Déjà, ce qu’il aimait le plus à cette époque, c'était écrire et composer à l’aide de sa guitare et de son synthétiseur équipé d’une boite à rythmes.

Au début des années 2000, lorsque les ordinateurs personnels et Internet se sont démocratisés, Nicolas a immédiatement vu en eux des outils compagnons avec lesquels il pouvait s'engager dans une quête d'expression avec une quasi totale autonomie.

Dès lors, en véritable autodidacte, il va progressivement explorer à travers des tutoriels et des vidéos, le mixage et la MAO, musique assistée par ordinateur.
« Finalement, je n’ai jamais vraiment fait de distinction entre pratique et apprentissage. L’un nourrissant l’autre, et vice versa. » 

Le parcours d’exploration créative des technologies numériques dans le spectacle vivant

Originaire de Bourbon l'Archambault et titulaire d’un DUT en Génie électrique et Informatique industrielle obtenu à Montluçon, Nicolas commence sa vie active dans l’industrie. Il bifurque dans le milieu du spectacle vivant lors de son service militaire civil au centre Athanor, une salle de spectacle de Montluçon et y fait la connaissance de Christophe, un collègue féru d’informatique qui assemble lui-même ses propres ordinateurs et joue de la musique à ses heures perdues.

Ensemble, ils font des prises de son, des photos, des vidéos, enregistrent des parties guitares et de chant. Ils triturent ensuite toutes ces matières numériques sur ordinateur, sans aucune autre ambition que le plaisir de la découverte et de l'expérimentation.

« C’était une période formidable. Christophe m’a initié à l’informatique et m’en a révélé l’immense potentiel créatif. En échange, je lui apportais ma sensibilité artistique ainsi que des idées concrètes de création. »

En quête incessante de recherche, Nicolas décide alors de suivre une formation certifiante de régisseur à l'ISTS d’Avignon, l’Institut Supérieur des Techniques du Spectacle, où il se forme aux techniques son et lumière.

Son fort attrait pour l'océan et la Bretagne, où il passait régulièrement ses vacances avec ses sœurs dans l'enfance, le conduit à rechercher un emploi dans le domaine de la création, « quelque part entre Saint-Malo et Bordeaux. »

C’est ainsi qu’en 2005, il intègre le CDDB à Lorient comme régisseur lumière. Il y travaille pendant 12 ans sous la direction d'Éric Vigner, dans des spectacles d’horizons très variés. À côté de la technique qu’il met en pratique, la diversité et la richesse des collaborations artistiques font grandir chez Nicolas une exigence croissante de création multiforme, dans laquelle plusieurs moyens d’expression interagissent : son, lumière, mouvement. 
Cet intérêt marqué pour l’art hybride ne le quittera plus… 
« Ma recherche artistique s'articule autour de l'utilisation créative des technologies numériques, particulièrement dans le spectacle vivant. »

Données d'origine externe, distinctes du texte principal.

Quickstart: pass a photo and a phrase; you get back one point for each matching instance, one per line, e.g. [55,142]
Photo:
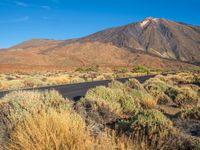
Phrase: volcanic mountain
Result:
[153,42]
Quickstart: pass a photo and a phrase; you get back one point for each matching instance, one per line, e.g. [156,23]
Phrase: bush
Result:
[186,97]
[33,82]
[116,85]
[134,84]
[115,99]
[192,113]
[22,103]
[145,100]
[155,86]
[140,69]
[148,126]
[61,130]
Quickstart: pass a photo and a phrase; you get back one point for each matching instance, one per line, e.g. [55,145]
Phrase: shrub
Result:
[16,84]
[33,82]
[172,92]
[61,130]
[134,84]
[192,113]
[148,126]
[22,103]
[115,99]
[186,97]
[140,69]
[145,100]
[155,86]
[116,85]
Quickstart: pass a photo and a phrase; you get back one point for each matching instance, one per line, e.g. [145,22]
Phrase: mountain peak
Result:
[149,20]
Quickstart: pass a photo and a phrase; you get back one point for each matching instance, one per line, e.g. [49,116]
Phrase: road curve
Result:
[78,90]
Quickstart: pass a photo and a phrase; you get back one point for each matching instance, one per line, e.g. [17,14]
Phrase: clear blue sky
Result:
[22,20]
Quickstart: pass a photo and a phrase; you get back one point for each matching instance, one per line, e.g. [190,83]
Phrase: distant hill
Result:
[153,42]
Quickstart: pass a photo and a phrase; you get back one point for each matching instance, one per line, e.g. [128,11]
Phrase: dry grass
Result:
[56,131]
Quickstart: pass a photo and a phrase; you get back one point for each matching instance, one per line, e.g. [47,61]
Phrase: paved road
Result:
[76,91]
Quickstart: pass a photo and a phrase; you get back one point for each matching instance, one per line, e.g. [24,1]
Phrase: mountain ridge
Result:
[154,42]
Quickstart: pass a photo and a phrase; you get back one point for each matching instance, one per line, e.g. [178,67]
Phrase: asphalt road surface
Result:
[78,90]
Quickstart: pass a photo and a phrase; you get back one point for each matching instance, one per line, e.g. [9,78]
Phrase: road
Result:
[78,90]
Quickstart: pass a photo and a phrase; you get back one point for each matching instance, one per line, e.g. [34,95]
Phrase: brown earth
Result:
[154,43]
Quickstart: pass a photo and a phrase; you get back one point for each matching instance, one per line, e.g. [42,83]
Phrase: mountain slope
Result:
[155,43]
[161,37]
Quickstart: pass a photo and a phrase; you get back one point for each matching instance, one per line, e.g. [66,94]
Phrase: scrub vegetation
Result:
[18,80]
[162,113]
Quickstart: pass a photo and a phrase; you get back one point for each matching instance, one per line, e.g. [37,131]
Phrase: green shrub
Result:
[22,103]
[33,82]
[186,97]
[140,69]
[148,126]
[155,86]
[172,92]
[116,85]
[145,99]
[192,113]
[134,84]
[115,99]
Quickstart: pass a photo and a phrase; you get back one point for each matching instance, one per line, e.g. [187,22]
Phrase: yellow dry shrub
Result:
[60,131]
[58,80]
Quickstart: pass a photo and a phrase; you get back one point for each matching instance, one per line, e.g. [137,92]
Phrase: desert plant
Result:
[145,99]
[192,113]
[22,103]
[140,69]
[115,99]
[54,130]
[150,127]
[186,97]
[134,84]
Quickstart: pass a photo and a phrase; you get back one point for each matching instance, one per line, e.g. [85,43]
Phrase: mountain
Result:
[157,36]
[153,42]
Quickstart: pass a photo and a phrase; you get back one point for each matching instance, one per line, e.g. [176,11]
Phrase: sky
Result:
[22,20]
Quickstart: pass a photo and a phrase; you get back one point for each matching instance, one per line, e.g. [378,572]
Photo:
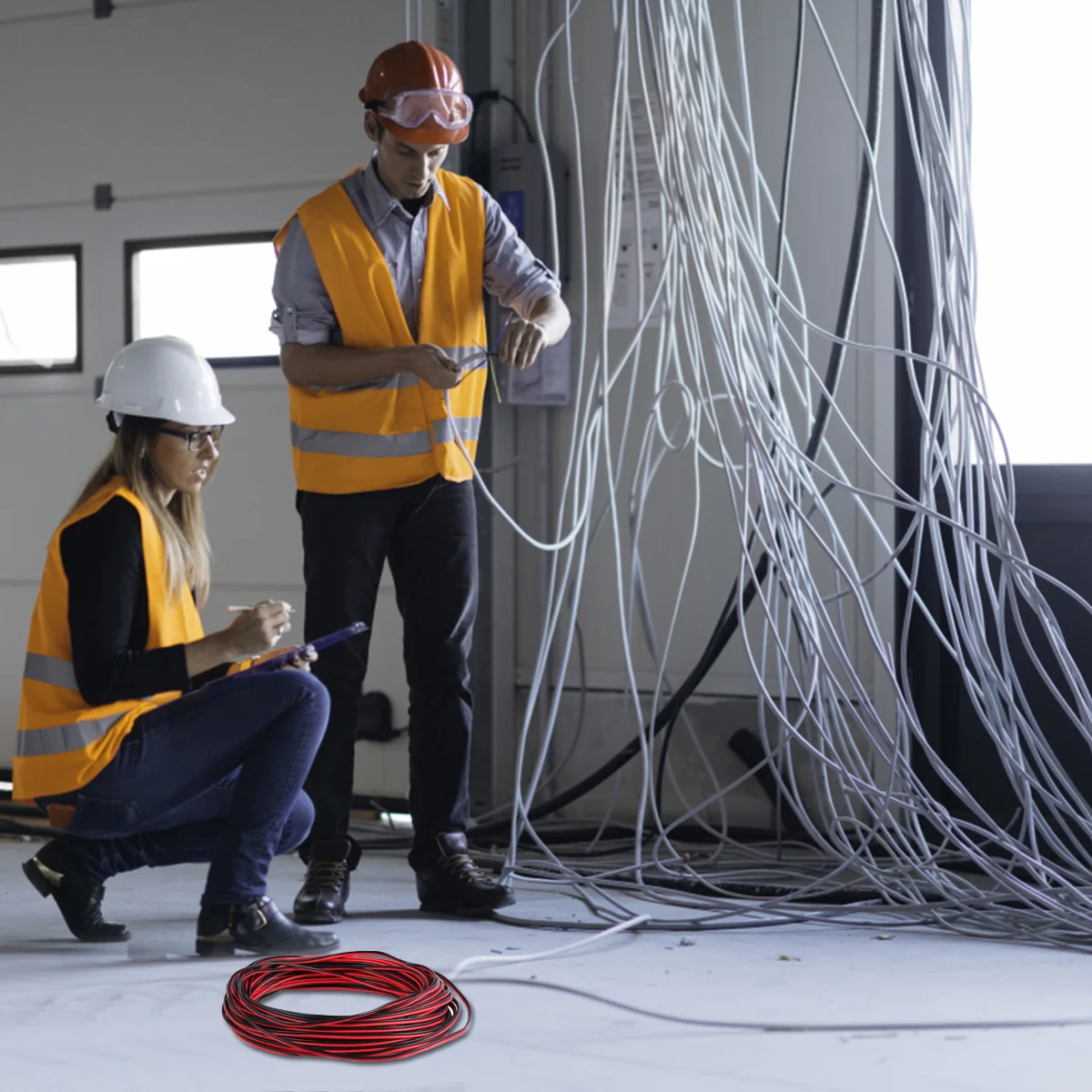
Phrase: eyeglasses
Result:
[197,440]
[450,109]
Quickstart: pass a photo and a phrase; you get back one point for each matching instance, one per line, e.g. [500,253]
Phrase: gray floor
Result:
[147,1016]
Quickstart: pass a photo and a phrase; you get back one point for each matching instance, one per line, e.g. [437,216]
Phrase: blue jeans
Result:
[214,776]
[427,534]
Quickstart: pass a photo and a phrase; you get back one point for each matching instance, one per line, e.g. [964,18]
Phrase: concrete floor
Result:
[147,1016]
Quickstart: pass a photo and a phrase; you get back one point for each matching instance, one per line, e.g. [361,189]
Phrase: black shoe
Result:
[258,927]
[321,900]
[454,885]
[77,895]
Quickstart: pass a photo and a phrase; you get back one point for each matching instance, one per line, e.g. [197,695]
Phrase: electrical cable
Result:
[496,96]
[427,1011]
[719,413]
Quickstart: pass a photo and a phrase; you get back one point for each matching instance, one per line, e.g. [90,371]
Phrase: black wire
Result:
[782,212]
[496,96]
[729,622]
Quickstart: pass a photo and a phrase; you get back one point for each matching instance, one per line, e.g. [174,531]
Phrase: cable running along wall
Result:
[746,388]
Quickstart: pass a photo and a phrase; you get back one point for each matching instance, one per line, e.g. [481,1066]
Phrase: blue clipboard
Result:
[276,663]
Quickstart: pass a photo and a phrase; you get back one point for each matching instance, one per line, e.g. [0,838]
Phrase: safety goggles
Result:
[410,109]
[197,440]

Promouvoir les arts hybrides et la culture numérique

Hormis quelques rares structures qui prennent le risquent de les soutenir, les arts hybrides et la culture numérique peinent à trouver leur place, non seulement dans le paysage culturel breton, mais encore sur le plan national.

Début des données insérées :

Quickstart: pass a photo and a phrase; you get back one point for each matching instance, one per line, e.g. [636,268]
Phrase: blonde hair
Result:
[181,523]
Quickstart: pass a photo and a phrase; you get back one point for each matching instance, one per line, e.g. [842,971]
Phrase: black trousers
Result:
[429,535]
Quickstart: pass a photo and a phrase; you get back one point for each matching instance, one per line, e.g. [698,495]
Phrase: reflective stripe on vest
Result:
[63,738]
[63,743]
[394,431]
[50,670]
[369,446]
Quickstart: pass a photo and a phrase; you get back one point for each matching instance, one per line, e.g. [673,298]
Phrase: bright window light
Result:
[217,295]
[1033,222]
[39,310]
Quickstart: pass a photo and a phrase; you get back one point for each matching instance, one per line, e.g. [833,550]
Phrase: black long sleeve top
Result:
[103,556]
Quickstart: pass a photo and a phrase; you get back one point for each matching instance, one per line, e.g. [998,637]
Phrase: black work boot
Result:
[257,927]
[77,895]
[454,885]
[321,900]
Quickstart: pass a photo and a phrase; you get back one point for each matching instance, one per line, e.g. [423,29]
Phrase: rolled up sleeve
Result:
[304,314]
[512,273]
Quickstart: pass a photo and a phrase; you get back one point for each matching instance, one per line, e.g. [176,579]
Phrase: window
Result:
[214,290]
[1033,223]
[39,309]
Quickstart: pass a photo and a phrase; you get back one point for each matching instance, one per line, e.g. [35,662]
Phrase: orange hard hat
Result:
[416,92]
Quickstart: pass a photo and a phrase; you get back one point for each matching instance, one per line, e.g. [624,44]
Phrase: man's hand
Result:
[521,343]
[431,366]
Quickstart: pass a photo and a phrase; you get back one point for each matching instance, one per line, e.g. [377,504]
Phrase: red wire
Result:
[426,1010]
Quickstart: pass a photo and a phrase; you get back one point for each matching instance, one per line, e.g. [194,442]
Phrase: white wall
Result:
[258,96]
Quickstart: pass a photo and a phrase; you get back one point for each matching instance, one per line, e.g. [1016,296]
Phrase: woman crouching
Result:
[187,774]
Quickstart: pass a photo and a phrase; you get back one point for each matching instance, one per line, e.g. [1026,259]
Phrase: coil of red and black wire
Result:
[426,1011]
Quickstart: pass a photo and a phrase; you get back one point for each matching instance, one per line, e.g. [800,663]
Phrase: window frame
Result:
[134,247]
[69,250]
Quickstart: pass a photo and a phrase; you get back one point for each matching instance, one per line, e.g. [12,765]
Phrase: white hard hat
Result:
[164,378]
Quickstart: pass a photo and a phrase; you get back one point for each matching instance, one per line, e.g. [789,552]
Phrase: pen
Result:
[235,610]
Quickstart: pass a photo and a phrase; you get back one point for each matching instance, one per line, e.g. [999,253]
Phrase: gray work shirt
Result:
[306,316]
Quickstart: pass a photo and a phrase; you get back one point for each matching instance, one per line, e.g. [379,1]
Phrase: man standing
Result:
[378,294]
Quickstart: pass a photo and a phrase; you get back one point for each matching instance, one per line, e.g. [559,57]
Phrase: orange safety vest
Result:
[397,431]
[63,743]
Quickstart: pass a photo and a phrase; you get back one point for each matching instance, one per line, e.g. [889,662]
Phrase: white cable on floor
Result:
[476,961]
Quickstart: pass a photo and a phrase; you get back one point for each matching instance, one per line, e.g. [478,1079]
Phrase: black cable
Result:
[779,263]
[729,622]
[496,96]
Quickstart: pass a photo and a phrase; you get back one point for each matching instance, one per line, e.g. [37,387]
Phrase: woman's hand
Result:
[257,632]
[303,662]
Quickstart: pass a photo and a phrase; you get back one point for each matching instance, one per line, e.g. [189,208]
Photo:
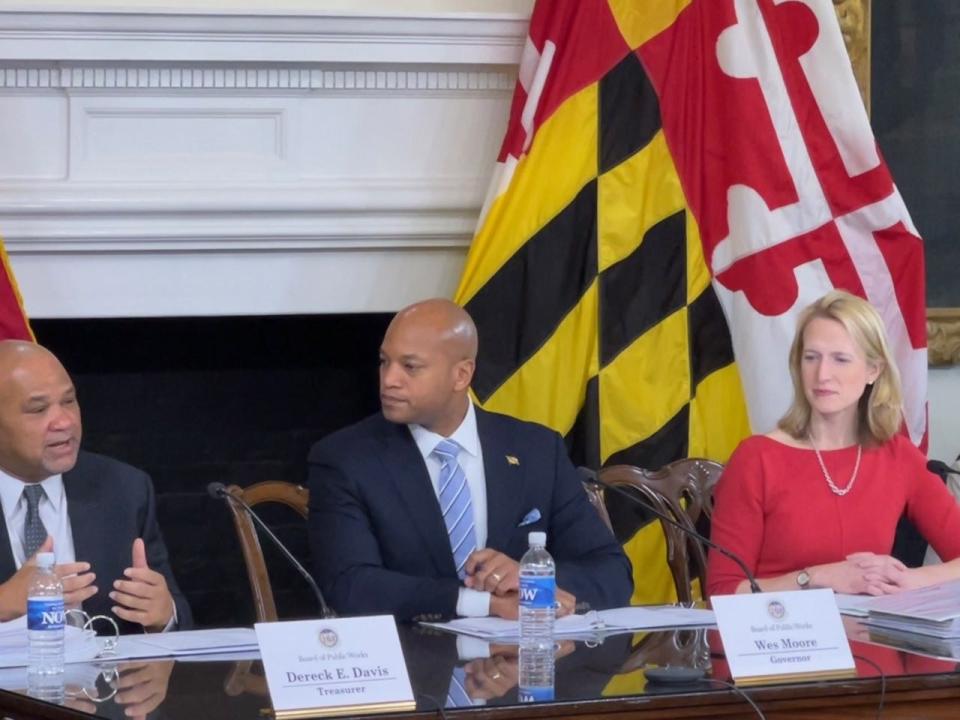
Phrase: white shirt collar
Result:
[465,435]
[11,490]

« Je souhaite pouvoir développer ces nouvelles formes de créations, à ma manière, notamment au sein du réseau national HACNUM (*1) dont je suis membre et auquel je participe. »

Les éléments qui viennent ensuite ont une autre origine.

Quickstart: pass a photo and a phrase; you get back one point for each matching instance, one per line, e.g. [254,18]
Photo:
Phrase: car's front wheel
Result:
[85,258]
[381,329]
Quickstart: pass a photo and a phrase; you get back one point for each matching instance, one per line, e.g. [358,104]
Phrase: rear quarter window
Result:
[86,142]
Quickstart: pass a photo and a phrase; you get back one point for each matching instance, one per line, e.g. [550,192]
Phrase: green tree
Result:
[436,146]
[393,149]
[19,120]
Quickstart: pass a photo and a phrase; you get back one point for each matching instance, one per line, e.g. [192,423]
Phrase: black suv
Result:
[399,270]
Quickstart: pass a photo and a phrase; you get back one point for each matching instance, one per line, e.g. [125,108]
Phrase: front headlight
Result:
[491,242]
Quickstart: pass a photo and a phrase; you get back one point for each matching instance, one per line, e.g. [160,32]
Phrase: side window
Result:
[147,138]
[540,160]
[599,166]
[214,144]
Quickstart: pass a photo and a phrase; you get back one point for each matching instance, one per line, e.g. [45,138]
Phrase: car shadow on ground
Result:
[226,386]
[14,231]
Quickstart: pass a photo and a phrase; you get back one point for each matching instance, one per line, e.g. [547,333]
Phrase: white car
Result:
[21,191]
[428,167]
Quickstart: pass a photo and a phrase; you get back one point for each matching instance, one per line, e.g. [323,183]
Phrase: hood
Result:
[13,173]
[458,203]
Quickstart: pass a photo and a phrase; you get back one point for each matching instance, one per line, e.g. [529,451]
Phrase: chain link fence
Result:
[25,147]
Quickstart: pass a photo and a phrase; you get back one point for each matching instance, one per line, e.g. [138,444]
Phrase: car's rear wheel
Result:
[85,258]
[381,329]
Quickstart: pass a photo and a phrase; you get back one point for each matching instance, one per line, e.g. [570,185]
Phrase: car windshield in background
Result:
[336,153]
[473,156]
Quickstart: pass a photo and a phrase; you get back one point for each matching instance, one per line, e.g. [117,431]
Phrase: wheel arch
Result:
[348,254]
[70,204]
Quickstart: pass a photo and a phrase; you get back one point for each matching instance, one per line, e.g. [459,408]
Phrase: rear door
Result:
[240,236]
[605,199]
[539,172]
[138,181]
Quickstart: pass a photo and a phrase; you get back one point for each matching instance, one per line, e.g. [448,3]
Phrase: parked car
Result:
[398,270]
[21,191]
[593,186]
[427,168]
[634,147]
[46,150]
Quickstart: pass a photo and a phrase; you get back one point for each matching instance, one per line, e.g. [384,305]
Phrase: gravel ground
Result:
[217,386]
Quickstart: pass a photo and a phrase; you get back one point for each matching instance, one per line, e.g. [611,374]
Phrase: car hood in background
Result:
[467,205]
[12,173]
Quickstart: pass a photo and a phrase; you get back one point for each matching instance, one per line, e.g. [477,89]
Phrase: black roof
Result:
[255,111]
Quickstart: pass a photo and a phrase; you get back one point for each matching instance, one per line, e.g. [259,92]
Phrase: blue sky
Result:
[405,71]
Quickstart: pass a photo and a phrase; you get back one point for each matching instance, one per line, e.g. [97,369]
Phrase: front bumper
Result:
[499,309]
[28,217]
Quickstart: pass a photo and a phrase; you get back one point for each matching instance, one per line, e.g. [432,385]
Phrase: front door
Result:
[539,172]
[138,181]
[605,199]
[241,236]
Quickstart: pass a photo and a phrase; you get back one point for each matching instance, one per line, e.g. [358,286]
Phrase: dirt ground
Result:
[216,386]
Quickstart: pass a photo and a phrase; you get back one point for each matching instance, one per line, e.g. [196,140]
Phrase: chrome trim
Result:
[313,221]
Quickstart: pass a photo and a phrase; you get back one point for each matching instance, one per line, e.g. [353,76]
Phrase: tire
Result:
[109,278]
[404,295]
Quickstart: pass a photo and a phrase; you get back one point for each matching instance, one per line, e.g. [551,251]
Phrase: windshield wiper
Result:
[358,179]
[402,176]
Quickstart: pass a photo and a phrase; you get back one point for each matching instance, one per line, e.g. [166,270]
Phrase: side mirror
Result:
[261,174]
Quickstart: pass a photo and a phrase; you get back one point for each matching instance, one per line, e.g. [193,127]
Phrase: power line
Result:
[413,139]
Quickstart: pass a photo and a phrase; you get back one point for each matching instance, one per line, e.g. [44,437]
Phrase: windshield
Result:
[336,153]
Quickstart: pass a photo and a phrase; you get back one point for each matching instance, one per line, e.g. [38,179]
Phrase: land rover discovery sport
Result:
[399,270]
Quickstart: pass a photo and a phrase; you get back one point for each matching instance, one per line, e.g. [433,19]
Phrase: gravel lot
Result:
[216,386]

Au pays de Lorient, Nicolas va à la rencontre des acteurs du territoire, notamment à travers l’association EGZOA qu’il a créée en 2019. L'asso vise à élargir la connaissance et l'usage des outils numériques dans le milieu artistique, musical et poétique. Par la recherche et l’expérimentation, elle promeut l'intégration et l'interdisciplinarité des arts, et les liens entre l'art, la science et la technologie.

 « Cette porosité, ce dialogue entre l’objet, le son, la lumière, l’espace et le mouvement est une sensation que je souhaite encore explorer. »

Les frontières de l'expression artistique à travers l'interaction de différents médiums deviennent de plus en plus poreuses, et le résultat est bluffant !

Collaboration artistique dans l'Art hybride

Nicolas cherche à présent à poursuivre son cheminement en collaborant avec d'autres artistes ou compagnies d’envergure qui partagent les mêmes recherches, les mêmes questionnements.

En tant qu'expert reconnu en hybridation et en arts technologiques, il souhaite mettre à profit son expérience et ses connaissances en aidant d'autres artistes ou compagnies qui veulent se lancer dans l’aventure culturelle hybride et numérique.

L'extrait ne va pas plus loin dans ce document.